A task that you will most likely encounter during the administration of Exadata is the replacement of a damaged Hard Disk on the storage servers. Fortunately, this is quite easy, because almost everything is done by the system itself 🙂
Especially, the original Celldisks and Griddisks are rebuilt automatically on the Cell Layer. On the Database Layer, the related ASM disks also get rebuilt automatically, while due to the (at least) normal redundancy, the availability of the Database(s), relying on the diskgroups is not affected. The task is briefly described in this MOS Note.
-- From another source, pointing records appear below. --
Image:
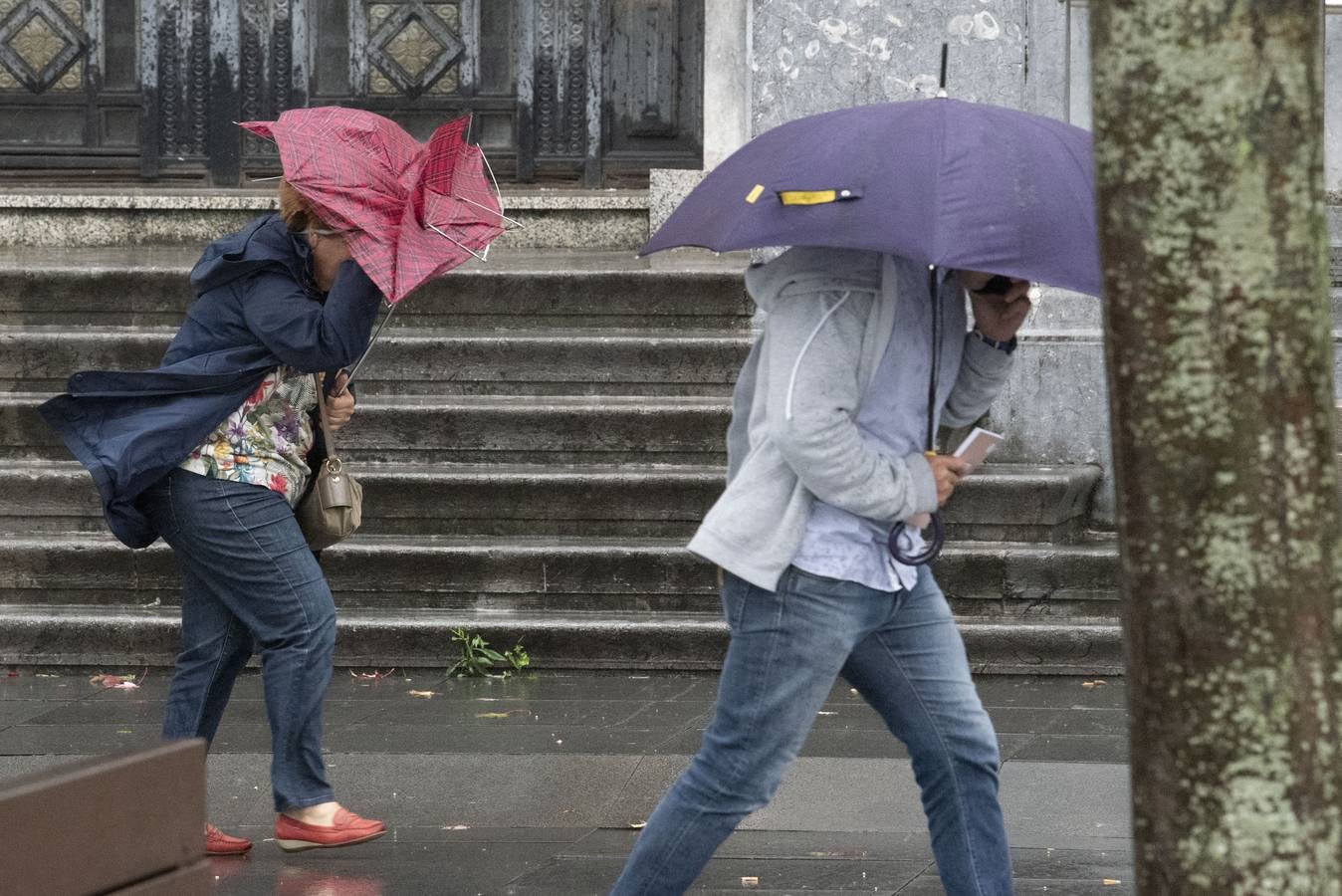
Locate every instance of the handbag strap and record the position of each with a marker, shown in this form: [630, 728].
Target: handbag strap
[327, 427]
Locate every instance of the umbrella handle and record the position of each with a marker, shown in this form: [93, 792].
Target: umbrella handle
[350, 371]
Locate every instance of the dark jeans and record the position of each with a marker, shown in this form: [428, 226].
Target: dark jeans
[903, 655]
[249, 577]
As soon as the Hard Disk failure is noticed by the MS (Management Server) background process on the Cell, it will raise an alert that will also be published to Grid Control, if configured. Immediately, due to Pro-Active Disk Quarantine, the ASM-, Grid- and Celldisks get dropped. ASM rebalancing is triggered. You as the responsible Admin notice the alert and order a replacement Disk resp. use a Spare Disk to plug it into the Cell after you plugged out the damaged one. The Cell can stay online, because the Hard Disks are hot-pluggable.
No further administrative work to be done, typically. Easy, isn’t it? Mr. Sengonul from Turkcell (leading global system provider for mobile communications in Turkey, one of our Customer Exadata references) has published the Logfiles from such an incident with this posting. Thank you for that and also for your fine presentation about the Exadata Migration!